Ah ! périsse tout ce qu'il y a d'or et d'émeraudes, avant que mon absence fasse couler les larmes d'une jeune fille ! C'est à vous, Messala, de combattre sur terre et sur mer pour étaler dans vos palais les dépouilles des ennemis. Moi, je suis retenu dans les fers d'une jeune beauté, je suis attaché à sa porte par une chaîne plus dure que celle de l'esclave qui la garde. Oui, la gloire a pour moi peu d'attraits, ma Délie : pourvu que je sois près de toi, que m'importe d'être accusé de lâcheté et de mollesse.
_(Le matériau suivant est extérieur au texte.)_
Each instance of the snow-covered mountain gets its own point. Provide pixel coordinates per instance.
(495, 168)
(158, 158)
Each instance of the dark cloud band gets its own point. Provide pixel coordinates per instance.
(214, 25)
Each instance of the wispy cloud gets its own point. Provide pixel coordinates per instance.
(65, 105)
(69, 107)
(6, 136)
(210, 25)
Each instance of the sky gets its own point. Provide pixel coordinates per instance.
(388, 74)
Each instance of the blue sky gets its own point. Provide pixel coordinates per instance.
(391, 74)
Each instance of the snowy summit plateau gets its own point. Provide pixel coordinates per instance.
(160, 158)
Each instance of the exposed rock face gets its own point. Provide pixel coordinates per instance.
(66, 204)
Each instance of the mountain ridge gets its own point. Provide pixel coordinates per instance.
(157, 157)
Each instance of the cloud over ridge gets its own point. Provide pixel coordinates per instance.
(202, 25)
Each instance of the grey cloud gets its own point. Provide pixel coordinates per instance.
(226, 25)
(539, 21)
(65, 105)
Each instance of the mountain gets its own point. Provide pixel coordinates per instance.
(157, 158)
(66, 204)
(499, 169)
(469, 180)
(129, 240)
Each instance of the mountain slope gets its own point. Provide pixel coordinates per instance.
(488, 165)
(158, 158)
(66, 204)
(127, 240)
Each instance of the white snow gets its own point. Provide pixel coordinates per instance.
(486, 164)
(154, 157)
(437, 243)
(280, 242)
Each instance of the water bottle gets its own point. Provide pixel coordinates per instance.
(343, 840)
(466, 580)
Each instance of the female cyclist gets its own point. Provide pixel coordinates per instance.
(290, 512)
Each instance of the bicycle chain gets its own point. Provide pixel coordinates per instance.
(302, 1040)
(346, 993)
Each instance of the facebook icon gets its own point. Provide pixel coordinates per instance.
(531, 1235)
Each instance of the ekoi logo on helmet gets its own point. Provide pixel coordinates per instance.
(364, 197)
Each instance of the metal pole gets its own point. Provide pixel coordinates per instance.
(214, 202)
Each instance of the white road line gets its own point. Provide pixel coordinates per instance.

Puisse mes regards te rencontrer, quand sera venue ma dernière heure ! Puissé-je en mourant te presser d'une main défaillante ! Tu pleureras, Délie, quand je serai placé sur le bûcher, près de s'allumer : aux larmes de la douleur se mêleront tes baisers. Tu pleureras : tes entrailles ne sont point scellées avec l'acier, ton tendre coeur ne recèle point un dur caillou. Il n'y aura ni jeune garçon, ni jeune fille assez insensible pour revenir de ces funérailles les yeux secs. Mais toi, crains d'affliger mes mânes : épargne ta chevelure flottante, épargne tes joues délicates, ô ma Délie. Cependant, tandis que le destin le permet, que l'amour unisse nos coeurs ; bientôt viendra la mort, la tête couverte d'un sombre voile ; bientôt se glissera la vieillesse paresseuse : l'amour et les doux propos ne nous siéront plus, quand nos têtes auront blanchi. C'est maintenant qu'il faut servir la folâtre Vénus, tandis qu'il n'y a pas de honte à briser des portes, et que les querelles ont des charmes. Là je suis aussi bon général que bon soldat. Pour vous, loin d'ici, enseignes et clairons, portez les blessures aux avides guerriers, portez-leur aussi la richesse : quant à moi, exempt de crainte dans ma modeste aisance, je rirai de l'opulence, je rirai du besoin.